In the mid 17th century, English Baptist John Grantham was defending the doctrine of the credibility of then-modern Bibles as the Word of God. He saw the wisdom of God in allowing the autographs to be lost, as men would revere them as relics and be led astray as in the Roman Catholic Church. With numerous credible copies, he argued, all men would be more peaceable since God had given to all equal access to His word. Does the reverence some men give to the Decalogue approach relic worship? All things considered, it does not appear that the stone tablets of testimony are sacred to God. We remind ourselves that what He has revealed to us in Scripture is sufficient for life and godliness, so pointing to stone tablets He has not given us is not a proper argument for interpreting the written Word He has given us.

New Testament: The Sermon on the Mount (Matt 5:17ff) is often described as exposition of the Decalogue, yet this address to Jews by the Lord Jesus does not cover all Ten Words. In fact, there is no clear New Testament teaching that encompasses the entire Decalogue as a unit or all Ten Words individually; no teaching that assigns them as binding on Christians, much less all men. Would not the Council at Jerusalem in Acts 15 been the perfect place for this topic to be addressed? Circumcision is often used as shorthand for the Law of Moses; this was the issue at this council. Sent to Gentile Christians were specific instructions on Christian love (not putting a stumbling block in the path of a brother), but nothing about law keeping, which is what Sabbath keeping is. Hebrews 9:1-5 calls the Decalogue, “tablets of the covenant”, the Mosaic Covenant.

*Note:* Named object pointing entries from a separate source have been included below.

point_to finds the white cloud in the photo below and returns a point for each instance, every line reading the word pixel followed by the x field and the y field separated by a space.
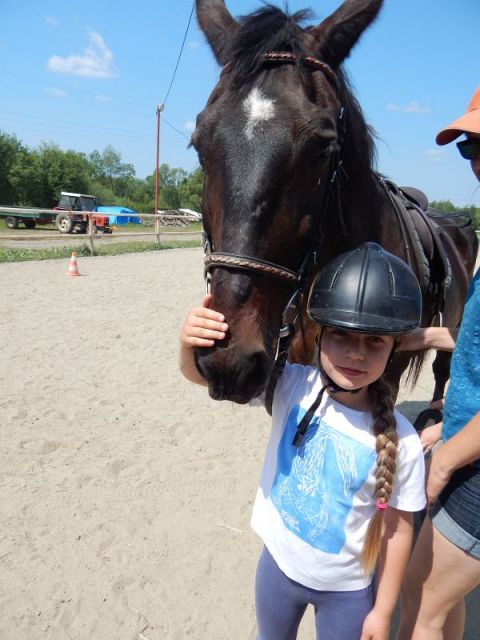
pixel 56 93
pixel 96 61
pixel 411 107
pixel 435 153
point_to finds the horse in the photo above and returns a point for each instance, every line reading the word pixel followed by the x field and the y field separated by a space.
pixel 289 183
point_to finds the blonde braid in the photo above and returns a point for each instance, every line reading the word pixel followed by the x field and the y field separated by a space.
pixel 385 429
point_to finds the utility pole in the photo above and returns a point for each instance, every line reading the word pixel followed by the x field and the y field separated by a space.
pixel 160 108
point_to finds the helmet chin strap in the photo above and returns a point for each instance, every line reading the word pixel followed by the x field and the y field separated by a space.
pixel 332 387
pixel 330 384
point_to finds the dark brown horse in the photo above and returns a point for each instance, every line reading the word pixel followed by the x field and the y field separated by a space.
pixel 289 183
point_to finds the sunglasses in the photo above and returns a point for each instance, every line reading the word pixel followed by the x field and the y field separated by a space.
pixel 469 149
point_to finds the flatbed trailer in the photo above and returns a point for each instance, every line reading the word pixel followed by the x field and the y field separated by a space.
pixel 65 220
pixel 27 216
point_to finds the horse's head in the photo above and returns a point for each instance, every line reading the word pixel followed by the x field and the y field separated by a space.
pixel 268 140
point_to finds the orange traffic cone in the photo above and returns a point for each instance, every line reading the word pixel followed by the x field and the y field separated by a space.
pixel 73 267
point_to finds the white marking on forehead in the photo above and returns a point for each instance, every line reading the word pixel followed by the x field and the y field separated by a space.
pixel 259 109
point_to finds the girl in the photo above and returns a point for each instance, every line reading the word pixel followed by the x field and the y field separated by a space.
pixel 343 472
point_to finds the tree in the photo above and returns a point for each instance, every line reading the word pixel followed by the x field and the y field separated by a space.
pixel 107 168
pixel 57 171
pixel 12 156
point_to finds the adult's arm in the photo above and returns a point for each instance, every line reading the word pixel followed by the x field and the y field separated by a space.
pixel 460 450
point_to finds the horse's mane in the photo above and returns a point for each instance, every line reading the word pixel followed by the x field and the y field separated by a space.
pixel 270 29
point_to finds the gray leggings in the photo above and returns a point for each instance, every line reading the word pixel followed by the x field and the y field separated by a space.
pixel 281 602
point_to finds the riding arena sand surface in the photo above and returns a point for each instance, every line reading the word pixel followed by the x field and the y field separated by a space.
pixel 126 492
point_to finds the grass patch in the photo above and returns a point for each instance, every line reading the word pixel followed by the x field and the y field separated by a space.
pixel 21 255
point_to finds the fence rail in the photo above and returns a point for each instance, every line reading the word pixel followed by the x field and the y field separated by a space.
pixel 167 219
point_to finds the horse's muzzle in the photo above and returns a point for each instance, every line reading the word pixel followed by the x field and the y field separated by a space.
pixel 233 375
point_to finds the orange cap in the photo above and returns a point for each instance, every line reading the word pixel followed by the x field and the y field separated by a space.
pixel 468 123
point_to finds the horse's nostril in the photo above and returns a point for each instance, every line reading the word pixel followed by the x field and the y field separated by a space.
pixel 253 373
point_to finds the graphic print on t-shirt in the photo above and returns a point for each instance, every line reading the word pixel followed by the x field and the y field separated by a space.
pixel 314 485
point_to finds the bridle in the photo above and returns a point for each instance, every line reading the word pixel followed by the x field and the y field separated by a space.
pixel 298 279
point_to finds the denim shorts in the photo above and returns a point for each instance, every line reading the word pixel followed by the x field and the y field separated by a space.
pixel 456 515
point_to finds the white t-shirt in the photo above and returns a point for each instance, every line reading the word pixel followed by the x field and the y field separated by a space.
pixel 314 502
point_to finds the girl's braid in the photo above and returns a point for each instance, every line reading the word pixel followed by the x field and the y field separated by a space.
pixel 385 429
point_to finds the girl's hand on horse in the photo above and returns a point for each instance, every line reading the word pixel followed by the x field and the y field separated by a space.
pixel 203 326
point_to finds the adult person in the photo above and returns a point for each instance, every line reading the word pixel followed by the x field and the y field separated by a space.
pixel 343 470
pixel 445 563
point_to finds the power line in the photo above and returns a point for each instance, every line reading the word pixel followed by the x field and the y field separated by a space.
pixel 180 53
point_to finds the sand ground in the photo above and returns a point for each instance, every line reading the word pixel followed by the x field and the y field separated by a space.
pixel 125 492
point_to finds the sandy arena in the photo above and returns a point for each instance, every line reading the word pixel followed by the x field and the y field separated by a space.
pixel 125 491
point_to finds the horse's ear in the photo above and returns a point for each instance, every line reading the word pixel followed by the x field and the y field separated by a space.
pixel 217 24
pixel 338 33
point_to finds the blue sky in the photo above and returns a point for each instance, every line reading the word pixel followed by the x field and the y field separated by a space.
pixel 86 74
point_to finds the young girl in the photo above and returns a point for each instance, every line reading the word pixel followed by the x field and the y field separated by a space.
pixel 343 471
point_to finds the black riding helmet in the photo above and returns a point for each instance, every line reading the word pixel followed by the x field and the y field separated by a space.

Matthew 22:34 – 40 is said to be summation of the Decalogue. But that text says “On these two commandments depend all the Law and the Prophets.” Jesus tells us that the Law of Moses (the first five books of the Bible) and the Prophets (the balance of the Old Testament) hang on the two greatest commandments – not that they hang on the Decalogue. By claiming that these commandments (taken from Deut 6 and Lev 19 – not from Ex 20) only sum-up the Decalogue puts them in too low of a position. All of the then-known Scriptures depend upon them, in the same way that they point to Christ, “beginning with Moses and all the Prophets, he interpreted to them in all the Scriptures the things concerning himself.” The proper love of God and love of the brotherhood cannot be reduced to Ten Words on stone tablets. It must be written by God on tablets of flesh in the hearts of His people – it is a far, far greater thing than the type and the testimony given to Israel on Mt. Sinai. The Law of Moses serves its purpose – keeping sinners until faith in Christ comes (Gal 3:24 – 25) and it continues (Matt 5:17) for all born into the covenant of works that binds non-elect until Judgment Day. Short and to the point, 2 Cor 3 contrasts these two concepts better than I am able.

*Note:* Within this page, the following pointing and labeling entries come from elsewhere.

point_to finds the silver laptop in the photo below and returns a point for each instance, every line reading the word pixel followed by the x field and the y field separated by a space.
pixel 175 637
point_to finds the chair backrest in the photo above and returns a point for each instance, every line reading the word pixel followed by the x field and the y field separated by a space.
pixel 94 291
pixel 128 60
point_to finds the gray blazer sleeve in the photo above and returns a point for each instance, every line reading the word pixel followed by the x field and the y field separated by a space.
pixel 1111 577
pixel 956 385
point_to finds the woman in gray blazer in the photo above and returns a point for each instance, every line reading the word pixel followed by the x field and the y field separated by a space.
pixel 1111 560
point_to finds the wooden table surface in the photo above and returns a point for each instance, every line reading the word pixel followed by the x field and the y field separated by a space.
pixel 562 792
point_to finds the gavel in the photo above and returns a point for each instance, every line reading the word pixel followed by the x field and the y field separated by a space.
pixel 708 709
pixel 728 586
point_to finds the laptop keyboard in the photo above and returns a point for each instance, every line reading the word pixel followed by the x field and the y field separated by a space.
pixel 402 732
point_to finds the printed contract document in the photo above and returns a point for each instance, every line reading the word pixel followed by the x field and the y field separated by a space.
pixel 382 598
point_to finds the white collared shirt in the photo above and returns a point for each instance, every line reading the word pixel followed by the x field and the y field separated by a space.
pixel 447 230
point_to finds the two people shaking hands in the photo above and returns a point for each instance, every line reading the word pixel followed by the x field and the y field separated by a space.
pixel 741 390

In Closing, it does make perfect sense for the Presbyterians to appropriate the covenants given specifically to the nation of Israel, because they see equivalence between the church and ancient Israel, both members of the same covenant with wheat and chaff therein. Baptist ought to see the nation of Israel mainly as a type, fulfilled in Christ in the New Covenant in His blood, wherein only the redeemed enjoy the far greater benefits of that covenant. The Decalogue reflects God’s moral law given to Adam and deployed it with terms that were types and shadows of Who was to come, marking His temporal people as distinctly His, as His Spirit marks His eternal people as His. The 1689 LB Confession, in chapter 1 paragraph 1, declares something not found in the Westminster document: “The Holy Scripture is the only sufficient, certain, and infallible rule of all saving knowledge, faith, and obedience.” May we rightly see this as a call for us Baptists to be faithful to the doctrine of Sola Scriptura, and not be misled by what men have built up as tradition.

If we are to walk humbly before men and God, we must not stand on what men have taught us, but seek wisdom from the Lord, as revealed in Scriptures. Sola Scriptura must be our foundation of knowing, serving and loving our God and His people; Sempre Reformanda to keep us from clinging wrongly to our beloved traditions.